The fix is not “ask better questions in the moment.” The fix is a config manifest that makes every open item explicit before the build starts. An item without a value becomes a flag, not a guess. The line cannot proceed past a blocker it does not know exists.
The other thing: scope creep, properly channeled, is a feature. The original ask was a working app for the weekend. The second build added everything the first build should have had. Neither was out of scope - they were just things the interview hadn’t surfaced yet. The interview continued. The build reflected it.
The Throughline
Ford did not care about any individual car. He cared whether the line worked, and when it did not, he fixed the line. Every deficiency report, every post-mortem, every process change is the work. The products are evidence that the work is progressing.

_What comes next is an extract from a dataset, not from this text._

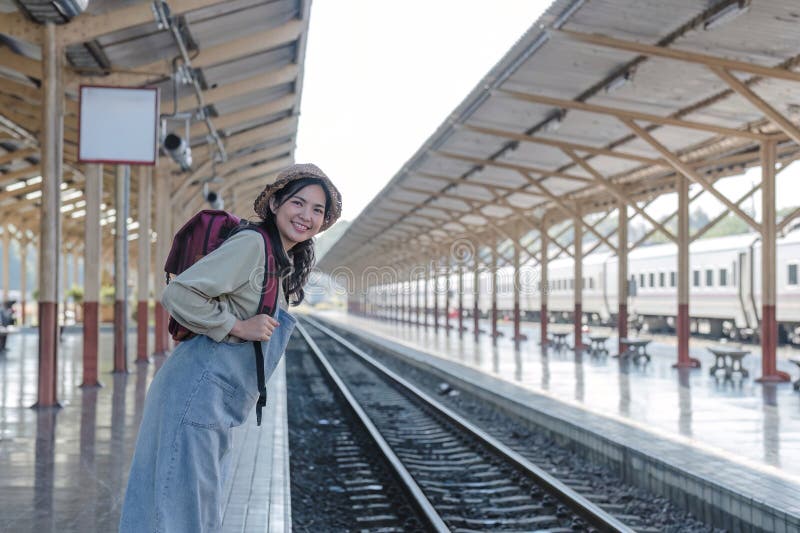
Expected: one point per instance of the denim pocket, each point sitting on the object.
(217, 404)
(276, 346)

Fork the Vote answered the experiment’s question: yes, the line works. Here is precisely where it did not, and here is what we changed.
The interview captured “six family members, Portland restaurants, no arguments at dinner.” The factory turned that into a deployed application in 48 hours for $0.30. The gap between “describe the problem” and “here is the solution” is the variable being driven toward zero.
Which raises the next question: if a professional pipeline can take a spoken description and produce a deployed app, what happens when you compress the entire thing to a single prompt box and hand it to anyone? Not a developer. Not a client with a 15-minute interview. Anyone.
That question is Boopadoop.
Current Status
Both builds are live for direct comparison. The first build demonstrates what a pipeline design failure looks like in production. The second demonstrates what the fix produces. The interview that generated them is the foundation for everything the pipeline runs next.